In this prayer, we see the difference between perfect contrition and imperfect contrition, which is also called attrition. When we are sorry because we dread the loss of heaven or the pains of hell, we are imperfectly contrite. It is when we declare that the main offense is to have offended God that we are perfectly contrite. In Psalm 51, which David wrote after Nathan came to him about Bathsheba, it says, “Against thee, thee only, have I sinned, and done that which is evil in thy sight.” (Ps 51:4) David knows that he has sinned against Uriah by stealing his wife and then having him killed to cover up his other sins. But he knows the greater sin is against God.

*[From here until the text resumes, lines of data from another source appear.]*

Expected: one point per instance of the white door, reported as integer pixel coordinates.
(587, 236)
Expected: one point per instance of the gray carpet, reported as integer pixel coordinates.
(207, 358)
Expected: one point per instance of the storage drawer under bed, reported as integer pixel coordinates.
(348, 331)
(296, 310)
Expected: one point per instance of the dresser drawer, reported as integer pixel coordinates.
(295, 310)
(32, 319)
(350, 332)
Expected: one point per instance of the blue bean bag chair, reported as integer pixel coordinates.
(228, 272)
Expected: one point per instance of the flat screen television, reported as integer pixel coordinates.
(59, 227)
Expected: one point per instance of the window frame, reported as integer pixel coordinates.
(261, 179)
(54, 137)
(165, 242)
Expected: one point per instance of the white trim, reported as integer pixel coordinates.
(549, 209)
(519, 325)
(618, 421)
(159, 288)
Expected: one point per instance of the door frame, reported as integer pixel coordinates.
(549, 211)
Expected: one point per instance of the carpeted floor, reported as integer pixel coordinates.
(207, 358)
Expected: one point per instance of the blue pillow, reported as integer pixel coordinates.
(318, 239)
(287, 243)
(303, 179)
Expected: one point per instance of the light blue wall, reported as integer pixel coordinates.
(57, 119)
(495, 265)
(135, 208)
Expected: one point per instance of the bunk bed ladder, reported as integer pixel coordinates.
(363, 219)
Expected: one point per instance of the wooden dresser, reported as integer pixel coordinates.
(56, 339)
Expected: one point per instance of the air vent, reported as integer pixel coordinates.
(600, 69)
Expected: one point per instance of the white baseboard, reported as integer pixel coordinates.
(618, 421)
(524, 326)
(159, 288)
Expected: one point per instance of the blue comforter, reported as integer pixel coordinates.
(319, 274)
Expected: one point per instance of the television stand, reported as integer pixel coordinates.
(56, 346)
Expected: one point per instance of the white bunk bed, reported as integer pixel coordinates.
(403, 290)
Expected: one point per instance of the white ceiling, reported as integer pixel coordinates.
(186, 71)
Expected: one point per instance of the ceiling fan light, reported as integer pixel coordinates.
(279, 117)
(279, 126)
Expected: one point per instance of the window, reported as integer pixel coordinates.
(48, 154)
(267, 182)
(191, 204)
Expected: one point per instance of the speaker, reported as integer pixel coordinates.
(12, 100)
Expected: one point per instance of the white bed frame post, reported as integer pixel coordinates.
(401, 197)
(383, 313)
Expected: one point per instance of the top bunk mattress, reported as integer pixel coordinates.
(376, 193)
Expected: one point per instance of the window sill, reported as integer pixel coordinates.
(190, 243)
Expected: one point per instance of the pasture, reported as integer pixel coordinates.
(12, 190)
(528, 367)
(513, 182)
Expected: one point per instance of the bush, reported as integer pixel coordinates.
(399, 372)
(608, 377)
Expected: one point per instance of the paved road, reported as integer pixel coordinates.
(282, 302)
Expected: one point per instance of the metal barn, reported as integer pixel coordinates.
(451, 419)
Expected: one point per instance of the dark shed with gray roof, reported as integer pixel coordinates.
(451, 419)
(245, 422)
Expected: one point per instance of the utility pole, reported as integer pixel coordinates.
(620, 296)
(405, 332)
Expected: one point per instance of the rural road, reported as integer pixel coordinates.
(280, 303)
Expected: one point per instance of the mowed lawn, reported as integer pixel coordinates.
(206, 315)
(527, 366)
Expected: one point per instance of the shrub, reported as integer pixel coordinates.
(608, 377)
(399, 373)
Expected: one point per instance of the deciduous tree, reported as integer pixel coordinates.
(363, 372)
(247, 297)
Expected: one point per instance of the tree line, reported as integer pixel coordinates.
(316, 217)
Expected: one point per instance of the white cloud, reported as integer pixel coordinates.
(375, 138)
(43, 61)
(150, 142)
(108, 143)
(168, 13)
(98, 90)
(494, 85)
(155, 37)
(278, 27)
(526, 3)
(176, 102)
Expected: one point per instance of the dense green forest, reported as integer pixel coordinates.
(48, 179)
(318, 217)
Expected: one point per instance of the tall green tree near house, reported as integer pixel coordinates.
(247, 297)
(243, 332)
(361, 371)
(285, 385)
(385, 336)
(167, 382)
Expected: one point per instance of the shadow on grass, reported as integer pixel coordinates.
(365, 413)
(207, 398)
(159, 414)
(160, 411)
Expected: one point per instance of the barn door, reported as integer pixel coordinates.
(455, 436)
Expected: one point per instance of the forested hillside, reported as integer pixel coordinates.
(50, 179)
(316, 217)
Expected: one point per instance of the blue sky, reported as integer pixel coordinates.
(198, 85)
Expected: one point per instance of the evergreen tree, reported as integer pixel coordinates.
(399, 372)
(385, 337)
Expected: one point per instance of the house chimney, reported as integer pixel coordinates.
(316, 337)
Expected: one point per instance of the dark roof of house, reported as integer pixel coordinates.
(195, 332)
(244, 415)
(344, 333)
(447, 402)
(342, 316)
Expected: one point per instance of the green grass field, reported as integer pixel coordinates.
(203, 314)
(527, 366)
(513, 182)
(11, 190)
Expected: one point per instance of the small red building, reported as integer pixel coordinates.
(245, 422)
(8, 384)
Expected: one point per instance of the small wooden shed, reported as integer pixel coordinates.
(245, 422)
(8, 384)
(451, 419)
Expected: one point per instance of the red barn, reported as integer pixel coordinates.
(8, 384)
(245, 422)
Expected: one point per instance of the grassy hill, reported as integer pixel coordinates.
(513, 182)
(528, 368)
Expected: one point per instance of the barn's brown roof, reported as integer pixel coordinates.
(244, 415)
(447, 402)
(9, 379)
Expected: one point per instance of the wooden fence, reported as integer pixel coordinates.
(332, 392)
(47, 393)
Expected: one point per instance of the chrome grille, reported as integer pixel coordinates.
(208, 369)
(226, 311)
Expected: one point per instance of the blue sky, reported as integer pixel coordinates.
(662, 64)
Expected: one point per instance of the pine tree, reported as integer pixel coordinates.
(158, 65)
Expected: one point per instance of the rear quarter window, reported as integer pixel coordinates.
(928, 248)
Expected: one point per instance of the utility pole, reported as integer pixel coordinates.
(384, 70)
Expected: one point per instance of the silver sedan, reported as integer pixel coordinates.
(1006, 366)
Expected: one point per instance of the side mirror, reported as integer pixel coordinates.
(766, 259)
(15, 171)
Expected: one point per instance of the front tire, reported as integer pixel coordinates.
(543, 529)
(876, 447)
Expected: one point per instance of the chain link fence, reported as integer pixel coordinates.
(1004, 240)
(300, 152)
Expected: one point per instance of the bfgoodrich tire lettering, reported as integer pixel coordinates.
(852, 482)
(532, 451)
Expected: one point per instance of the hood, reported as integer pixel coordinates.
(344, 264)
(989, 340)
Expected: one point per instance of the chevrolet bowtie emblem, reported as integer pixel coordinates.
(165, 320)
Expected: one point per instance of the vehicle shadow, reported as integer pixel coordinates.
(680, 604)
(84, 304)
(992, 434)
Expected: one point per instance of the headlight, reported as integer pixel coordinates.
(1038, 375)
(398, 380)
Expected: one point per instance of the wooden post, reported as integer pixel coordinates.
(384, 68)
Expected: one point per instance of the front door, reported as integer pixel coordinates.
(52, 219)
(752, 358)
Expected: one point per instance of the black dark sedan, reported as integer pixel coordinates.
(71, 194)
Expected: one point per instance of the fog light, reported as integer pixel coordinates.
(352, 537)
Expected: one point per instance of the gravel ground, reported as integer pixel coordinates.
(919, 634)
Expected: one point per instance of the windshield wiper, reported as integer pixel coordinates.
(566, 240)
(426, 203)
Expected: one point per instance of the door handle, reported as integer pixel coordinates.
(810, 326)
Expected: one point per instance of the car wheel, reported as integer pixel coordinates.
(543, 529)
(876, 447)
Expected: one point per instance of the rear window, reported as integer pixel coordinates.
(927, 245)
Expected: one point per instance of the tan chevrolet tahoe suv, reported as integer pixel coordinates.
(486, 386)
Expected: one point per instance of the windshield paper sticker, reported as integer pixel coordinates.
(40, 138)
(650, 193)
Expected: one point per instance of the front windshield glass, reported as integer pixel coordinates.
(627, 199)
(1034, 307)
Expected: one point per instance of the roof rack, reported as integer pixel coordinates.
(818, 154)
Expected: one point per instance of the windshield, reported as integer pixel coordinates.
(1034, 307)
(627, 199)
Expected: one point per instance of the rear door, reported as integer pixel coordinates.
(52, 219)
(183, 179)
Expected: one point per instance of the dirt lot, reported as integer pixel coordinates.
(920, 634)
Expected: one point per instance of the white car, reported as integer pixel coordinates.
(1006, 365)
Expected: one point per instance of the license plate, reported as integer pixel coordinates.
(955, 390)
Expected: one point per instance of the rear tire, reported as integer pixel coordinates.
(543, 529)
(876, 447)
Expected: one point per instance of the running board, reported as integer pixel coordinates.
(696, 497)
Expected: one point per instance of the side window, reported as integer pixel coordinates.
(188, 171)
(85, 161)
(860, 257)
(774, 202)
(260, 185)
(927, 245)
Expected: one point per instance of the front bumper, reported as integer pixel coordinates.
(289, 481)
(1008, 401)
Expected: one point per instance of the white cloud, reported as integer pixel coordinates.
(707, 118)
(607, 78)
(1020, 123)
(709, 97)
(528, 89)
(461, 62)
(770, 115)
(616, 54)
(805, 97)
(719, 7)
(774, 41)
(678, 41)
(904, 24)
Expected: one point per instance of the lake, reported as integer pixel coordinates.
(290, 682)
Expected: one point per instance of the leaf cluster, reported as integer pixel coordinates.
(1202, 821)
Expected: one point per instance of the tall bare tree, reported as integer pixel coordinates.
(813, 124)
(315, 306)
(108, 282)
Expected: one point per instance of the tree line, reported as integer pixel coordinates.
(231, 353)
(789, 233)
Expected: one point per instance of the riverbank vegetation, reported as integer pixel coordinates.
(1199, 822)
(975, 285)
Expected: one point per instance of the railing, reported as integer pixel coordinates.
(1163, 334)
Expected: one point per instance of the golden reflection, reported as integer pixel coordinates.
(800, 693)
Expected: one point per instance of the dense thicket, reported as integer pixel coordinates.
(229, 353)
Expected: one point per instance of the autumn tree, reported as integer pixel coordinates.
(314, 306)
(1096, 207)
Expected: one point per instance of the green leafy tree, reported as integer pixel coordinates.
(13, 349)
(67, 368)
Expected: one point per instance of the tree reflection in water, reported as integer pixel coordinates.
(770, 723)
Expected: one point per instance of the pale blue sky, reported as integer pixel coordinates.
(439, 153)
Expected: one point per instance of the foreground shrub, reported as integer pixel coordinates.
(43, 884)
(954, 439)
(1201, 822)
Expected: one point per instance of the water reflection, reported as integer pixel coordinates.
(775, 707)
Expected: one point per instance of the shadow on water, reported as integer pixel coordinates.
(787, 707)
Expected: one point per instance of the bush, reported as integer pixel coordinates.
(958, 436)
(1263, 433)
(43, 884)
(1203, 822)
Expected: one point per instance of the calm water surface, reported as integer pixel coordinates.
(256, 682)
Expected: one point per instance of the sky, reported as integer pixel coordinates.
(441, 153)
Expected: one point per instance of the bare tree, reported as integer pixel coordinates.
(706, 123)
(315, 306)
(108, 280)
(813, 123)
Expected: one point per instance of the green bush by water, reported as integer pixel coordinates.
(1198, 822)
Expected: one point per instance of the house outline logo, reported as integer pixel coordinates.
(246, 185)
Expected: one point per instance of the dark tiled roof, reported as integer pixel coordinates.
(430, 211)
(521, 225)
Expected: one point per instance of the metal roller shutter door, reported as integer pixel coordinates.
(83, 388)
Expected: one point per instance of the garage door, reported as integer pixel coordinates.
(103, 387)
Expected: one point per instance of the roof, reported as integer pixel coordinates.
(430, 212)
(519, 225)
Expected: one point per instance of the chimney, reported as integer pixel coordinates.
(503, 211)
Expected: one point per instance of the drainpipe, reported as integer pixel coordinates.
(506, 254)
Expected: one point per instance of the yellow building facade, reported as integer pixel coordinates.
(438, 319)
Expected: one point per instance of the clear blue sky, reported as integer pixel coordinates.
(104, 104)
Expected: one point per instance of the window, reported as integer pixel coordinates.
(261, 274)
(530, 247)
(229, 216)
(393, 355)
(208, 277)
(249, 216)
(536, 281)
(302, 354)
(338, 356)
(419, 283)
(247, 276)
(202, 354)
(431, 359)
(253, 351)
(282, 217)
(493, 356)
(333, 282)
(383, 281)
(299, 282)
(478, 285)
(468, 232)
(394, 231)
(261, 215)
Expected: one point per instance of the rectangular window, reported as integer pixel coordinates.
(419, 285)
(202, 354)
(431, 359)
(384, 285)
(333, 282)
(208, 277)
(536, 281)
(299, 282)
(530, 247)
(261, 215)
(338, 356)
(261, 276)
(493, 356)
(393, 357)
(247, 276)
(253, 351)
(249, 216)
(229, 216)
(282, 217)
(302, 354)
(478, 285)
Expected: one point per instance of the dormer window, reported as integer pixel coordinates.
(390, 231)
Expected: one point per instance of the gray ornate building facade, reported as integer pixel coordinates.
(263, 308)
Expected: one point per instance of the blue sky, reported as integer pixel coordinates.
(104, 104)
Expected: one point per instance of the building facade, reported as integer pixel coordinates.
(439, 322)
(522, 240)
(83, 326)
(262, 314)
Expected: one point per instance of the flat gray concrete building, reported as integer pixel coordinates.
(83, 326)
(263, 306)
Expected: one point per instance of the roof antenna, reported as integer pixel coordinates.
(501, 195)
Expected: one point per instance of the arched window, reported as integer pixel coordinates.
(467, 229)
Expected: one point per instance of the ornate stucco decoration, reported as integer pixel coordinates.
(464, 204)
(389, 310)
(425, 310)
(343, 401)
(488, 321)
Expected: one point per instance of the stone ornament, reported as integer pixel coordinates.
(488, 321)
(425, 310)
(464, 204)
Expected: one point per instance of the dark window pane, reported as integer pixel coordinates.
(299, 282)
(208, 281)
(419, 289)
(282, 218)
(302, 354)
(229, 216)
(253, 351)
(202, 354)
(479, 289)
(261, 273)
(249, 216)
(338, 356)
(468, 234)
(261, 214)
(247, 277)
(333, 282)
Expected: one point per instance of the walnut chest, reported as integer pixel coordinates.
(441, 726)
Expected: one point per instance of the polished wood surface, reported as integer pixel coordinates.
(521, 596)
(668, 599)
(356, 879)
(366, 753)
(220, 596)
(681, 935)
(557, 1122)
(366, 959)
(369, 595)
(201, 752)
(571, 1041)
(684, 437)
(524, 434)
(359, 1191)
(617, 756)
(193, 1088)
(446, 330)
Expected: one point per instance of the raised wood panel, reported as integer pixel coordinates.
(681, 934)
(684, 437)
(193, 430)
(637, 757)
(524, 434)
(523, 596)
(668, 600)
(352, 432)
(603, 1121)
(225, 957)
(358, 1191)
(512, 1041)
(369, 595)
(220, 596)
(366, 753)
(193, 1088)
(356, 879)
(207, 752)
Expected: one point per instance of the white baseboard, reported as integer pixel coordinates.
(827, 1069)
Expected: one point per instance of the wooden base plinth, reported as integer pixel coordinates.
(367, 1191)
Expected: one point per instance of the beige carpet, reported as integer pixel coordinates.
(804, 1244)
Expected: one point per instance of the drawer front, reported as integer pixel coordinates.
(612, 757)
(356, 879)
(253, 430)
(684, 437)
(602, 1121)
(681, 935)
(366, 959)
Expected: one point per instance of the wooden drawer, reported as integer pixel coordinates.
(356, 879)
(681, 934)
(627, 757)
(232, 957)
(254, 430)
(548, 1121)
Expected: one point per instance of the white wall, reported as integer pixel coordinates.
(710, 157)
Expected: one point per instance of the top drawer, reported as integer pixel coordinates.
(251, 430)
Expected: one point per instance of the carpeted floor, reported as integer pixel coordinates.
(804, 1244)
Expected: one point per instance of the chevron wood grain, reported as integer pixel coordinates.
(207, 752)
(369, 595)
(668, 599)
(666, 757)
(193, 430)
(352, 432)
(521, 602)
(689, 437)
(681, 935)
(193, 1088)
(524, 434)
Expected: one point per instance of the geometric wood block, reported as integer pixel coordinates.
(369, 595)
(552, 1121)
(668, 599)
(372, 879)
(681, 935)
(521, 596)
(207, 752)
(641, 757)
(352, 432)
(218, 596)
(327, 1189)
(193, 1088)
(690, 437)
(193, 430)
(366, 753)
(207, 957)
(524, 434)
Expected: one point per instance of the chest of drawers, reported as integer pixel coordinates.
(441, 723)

When we understand that every sin is an injustice to God, then we are already in a better state of contrition.
When the penitent goes into the confessional, he goes understanding that nothing he says will be shared by the priest. He, too, should respect the seal and reveal nothing. But the priest cannot reveal anything to any authority, and this includes hearing somebody confess to a murder. The priest might try to convince the penitent to confess to the police, but he cannot go himself and report what he heard. Any priest who breaks the seal can only receive absolution of that sin from the Holy Father.
Confession forgives any sins committed after Baptism. But if you are not repentant, then you are not forgiven. Only a Bishop or a priest can absolve sins in Confession. An actual mortal sin occurs when one does something that is seriously immoral, with full deliberation and knowledge. A Catholic who has committed a mortal sin should not receive Holy Communion until he has received absolution in the sacrament of reconciliation. To be forgiven, admit your sin in Confession, with true sorrow (regret for sin) and repentance (a turning away from sin, toward the love of God and neighbor). Confession restores the state of salvific grace lost by actual mortal sin.
Indulgences are the term we use to try and capture the mystical reality that the merits of Christ are infinite and were offered so that the whole of mankind could be set free from sin. And there is a holy exchange between the Church Militant, the Church Suffering, and the Church Triumphant, as we see when we ask the saints in heaven to pray for us, and when we pray for the souls in Purgatory.
Indulgences are those occasions when the treasury of merits is opened to individual Christians for the remission of the temporal punishments due for their sins. Since justice demands satisfaction for sins, the souls in purgatory are making satisfaction for the sins they committed even though those sins were forgiven in the sacrament of reconciliation. When we get to Purgatory, we will be happy because we know we are going to Heaven, but we will be in Purgatory until we have wiped our account clean and are ready to be with Jesus in Heaven. Indulgences are somebody paying part of our tab with some of the merits of the Saints.
You can see how this beautiful sharing could become commercialized by an unscrupulous bishop who needed money and began to permit the exchange of money for indulgences. This is what upset Martin Luther, among other things.